From here we can punch into close-ups of the characters that are facing the camera, but performance is a funny thing. I wanted to preserve the energy of the actors that were driving the scene, so I flipped the cameras around to the other side of the table and covered a wide and a close-up of the primary characters.
This is situational. If there is a heated debate going on between the primary character and a secondary, I would want to place equal emphasis on the reactions of the secondary. So I might place my cameras like this, getting two OTS or ECUs of each:
We work on variations of this throughout, changing up frame composition to keep things visually interesting. What we got were some pretty striking images, without compromising performance and not missing any valuable reactions. We get our wide, close-ups and ECUs, and run through the scene about 15-20 times in total before moving on to the next sequence.
We were able to facilitate the close-ups and ECU’s by means of production design; our table was able to break apart into three pieces, so we were able to take parts out and move the cameras in close. It produced some very compelling images, things that give a different flavor than using a telephoto lens from afar.
Shooting this way allows me to edit the film in a very organic and natural way, but it is by no means easy. This is hands down the most difficult edit I’ve ever taken on. Between multiple takes of six perspectives and three layers of wides, CUs and ECUs, the number of combinations that any given sequence can have are infinite. I have to decide whose reaction is the most appropriate to the narrative, which composition tells the story best, and which of those elements cut together in the best way possible. It’s a certifiably insane edit, and I’ll go into more detail in coming posts.

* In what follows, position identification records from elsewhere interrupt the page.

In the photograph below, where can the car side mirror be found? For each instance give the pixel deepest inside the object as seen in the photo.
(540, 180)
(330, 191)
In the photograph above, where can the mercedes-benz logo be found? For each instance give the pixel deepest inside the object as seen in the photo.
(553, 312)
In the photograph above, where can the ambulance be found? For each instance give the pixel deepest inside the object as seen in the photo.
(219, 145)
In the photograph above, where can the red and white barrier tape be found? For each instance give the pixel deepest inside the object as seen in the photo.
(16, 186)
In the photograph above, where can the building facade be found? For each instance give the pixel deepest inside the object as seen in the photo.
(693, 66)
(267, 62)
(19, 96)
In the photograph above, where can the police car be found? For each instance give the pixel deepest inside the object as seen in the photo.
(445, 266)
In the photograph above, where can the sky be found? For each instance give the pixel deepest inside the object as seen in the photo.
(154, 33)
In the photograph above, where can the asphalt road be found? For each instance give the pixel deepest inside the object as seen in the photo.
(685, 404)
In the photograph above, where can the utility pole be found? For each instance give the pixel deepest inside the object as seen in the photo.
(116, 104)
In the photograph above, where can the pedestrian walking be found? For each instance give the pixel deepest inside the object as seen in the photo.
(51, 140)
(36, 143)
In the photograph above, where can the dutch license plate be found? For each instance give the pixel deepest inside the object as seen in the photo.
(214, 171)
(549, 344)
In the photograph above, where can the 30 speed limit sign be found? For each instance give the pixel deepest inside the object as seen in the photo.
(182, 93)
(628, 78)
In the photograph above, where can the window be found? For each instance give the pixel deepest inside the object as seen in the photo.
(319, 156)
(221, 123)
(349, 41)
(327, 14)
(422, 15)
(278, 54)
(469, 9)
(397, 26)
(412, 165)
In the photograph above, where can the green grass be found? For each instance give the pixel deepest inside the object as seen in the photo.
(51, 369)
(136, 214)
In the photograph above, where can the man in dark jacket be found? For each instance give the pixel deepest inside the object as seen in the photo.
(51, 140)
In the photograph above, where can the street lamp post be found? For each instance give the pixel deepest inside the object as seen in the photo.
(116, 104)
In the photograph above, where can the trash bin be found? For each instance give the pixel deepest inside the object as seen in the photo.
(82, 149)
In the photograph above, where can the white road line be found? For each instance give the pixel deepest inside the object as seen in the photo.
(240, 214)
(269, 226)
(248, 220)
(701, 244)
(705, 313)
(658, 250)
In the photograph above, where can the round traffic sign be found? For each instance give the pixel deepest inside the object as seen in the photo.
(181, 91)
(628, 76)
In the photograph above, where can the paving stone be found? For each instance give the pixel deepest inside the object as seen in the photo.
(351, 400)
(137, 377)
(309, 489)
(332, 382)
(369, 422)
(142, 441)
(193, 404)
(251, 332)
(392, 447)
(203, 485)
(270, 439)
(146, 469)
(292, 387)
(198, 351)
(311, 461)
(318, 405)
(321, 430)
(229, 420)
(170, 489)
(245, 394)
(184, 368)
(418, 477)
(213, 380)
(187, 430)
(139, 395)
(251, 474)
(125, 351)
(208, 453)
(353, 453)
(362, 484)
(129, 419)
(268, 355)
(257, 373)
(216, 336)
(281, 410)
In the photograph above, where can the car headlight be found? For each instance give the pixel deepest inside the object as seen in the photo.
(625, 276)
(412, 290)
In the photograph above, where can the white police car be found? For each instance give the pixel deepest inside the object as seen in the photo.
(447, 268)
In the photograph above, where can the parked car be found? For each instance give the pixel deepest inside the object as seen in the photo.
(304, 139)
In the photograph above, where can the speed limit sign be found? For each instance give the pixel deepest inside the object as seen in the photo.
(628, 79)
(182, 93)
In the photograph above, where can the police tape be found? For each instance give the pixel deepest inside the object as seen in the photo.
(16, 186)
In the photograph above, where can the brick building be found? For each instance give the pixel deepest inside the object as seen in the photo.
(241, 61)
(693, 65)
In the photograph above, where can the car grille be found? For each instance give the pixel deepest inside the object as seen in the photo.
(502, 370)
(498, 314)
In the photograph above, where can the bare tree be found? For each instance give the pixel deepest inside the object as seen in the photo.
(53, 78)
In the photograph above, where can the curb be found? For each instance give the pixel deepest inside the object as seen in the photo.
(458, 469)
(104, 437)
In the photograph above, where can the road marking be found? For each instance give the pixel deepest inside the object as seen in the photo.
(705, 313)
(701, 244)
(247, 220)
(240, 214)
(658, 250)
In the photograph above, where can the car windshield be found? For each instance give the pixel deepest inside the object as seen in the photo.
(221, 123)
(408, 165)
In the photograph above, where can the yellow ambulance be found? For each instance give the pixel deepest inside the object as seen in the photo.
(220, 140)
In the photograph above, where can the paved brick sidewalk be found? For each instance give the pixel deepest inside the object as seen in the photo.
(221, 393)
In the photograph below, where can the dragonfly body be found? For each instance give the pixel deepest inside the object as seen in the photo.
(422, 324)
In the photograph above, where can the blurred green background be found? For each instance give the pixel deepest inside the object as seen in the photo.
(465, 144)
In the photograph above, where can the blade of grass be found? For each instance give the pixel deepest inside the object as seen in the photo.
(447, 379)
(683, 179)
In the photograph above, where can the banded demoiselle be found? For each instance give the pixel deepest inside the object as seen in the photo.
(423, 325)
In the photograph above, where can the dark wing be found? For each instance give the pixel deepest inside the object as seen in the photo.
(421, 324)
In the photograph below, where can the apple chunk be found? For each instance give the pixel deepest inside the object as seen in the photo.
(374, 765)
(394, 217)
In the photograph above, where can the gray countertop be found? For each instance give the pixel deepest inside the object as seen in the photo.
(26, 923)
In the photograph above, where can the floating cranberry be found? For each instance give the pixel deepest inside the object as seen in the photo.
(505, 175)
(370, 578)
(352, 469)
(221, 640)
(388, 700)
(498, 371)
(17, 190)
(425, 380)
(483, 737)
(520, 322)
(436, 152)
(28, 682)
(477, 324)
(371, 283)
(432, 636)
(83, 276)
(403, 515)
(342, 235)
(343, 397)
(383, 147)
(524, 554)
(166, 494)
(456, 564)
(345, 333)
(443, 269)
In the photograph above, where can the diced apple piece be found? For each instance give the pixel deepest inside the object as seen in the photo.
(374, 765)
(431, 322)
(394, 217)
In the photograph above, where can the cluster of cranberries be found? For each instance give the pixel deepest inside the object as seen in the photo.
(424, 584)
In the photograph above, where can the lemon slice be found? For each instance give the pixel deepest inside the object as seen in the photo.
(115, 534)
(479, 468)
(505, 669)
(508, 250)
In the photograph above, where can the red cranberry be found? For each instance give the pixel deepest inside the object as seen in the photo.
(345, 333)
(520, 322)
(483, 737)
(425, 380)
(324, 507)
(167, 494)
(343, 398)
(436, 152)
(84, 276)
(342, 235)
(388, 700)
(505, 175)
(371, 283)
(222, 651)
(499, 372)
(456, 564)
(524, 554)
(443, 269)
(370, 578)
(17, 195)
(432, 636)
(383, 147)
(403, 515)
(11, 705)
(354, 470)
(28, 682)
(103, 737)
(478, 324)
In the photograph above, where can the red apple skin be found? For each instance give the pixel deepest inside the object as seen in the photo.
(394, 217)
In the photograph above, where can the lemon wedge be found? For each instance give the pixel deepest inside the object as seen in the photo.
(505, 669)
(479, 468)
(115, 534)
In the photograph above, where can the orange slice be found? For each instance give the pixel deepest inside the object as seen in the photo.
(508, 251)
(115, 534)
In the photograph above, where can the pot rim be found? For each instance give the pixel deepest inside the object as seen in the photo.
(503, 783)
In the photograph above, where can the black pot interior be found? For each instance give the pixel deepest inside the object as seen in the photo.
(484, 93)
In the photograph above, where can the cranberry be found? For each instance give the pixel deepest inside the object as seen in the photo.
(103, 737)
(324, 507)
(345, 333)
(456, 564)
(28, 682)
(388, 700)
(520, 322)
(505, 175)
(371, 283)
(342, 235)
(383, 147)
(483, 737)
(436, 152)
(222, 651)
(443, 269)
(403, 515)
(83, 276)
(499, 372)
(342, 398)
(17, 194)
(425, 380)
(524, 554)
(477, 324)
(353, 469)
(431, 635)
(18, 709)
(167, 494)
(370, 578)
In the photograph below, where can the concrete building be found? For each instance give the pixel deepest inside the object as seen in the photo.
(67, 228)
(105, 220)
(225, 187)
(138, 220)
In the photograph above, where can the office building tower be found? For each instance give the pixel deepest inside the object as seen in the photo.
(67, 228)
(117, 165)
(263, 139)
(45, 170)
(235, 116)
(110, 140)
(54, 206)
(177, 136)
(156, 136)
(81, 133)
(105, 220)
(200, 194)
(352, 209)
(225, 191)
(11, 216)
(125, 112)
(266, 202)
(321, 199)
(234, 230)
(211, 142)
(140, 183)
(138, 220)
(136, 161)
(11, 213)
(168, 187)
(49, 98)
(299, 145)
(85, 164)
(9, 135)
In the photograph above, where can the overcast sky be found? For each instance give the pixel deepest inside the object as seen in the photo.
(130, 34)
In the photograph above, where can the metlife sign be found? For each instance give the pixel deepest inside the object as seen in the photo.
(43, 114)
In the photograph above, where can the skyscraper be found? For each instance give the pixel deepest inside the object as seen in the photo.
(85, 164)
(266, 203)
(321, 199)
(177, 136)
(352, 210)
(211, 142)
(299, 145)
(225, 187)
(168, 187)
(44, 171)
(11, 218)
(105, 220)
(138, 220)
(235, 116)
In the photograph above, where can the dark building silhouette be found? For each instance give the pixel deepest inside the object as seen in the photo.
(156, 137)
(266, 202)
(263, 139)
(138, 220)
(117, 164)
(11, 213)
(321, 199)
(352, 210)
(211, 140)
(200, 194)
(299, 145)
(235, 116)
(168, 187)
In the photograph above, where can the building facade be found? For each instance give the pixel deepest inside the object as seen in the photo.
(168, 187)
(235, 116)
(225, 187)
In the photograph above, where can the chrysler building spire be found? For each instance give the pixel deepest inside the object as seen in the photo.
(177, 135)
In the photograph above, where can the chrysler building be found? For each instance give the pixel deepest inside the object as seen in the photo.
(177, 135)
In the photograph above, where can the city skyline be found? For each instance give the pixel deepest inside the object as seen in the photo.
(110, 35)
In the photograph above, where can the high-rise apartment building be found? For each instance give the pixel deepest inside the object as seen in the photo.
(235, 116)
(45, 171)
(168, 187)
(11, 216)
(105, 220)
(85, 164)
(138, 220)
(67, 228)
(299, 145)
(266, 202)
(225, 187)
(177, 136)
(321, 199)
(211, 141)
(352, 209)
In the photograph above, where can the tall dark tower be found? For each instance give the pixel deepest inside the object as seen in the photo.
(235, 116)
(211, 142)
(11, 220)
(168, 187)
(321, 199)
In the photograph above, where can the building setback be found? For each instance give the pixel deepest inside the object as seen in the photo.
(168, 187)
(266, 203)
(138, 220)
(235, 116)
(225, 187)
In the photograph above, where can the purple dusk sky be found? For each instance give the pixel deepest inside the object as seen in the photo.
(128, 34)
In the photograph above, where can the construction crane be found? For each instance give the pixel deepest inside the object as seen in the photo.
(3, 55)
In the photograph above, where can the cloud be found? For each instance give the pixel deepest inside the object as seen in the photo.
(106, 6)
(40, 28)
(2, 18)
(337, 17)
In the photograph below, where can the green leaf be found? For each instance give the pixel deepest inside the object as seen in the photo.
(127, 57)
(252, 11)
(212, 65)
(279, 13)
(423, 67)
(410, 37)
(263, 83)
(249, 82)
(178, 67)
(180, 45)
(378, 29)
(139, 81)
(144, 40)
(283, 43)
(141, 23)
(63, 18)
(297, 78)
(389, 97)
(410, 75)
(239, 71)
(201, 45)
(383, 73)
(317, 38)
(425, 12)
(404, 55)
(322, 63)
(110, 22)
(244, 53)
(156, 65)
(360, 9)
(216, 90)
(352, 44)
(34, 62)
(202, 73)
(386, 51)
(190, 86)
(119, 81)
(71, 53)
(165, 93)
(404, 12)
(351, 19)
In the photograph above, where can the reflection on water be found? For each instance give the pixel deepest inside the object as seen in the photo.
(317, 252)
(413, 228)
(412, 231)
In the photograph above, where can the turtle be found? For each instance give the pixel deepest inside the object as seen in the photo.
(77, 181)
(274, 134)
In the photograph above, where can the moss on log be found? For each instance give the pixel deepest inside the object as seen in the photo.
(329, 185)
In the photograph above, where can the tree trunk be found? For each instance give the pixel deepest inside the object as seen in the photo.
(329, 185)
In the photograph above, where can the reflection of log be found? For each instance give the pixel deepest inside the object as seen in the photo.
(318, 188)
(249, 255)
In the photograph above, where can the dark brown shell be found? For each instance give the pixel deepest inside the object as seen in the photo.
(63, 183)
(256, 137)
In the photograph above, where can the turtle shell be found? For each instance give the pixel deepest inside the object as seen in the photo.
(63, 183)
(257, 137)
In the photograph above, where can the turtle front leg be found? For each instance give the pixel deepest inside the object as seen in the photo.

But it’s coming together beautifully, and what we managed to do in six days, without compromising any quality whatsoever, is something I’m really proud of. This does not look, feel or perform like a low five-figure budget film. We shot the hell out of it and my actors went above and beyond - we operated with fear of the unknown but we took care of one another and made each other better. I can’t wait for people to see it.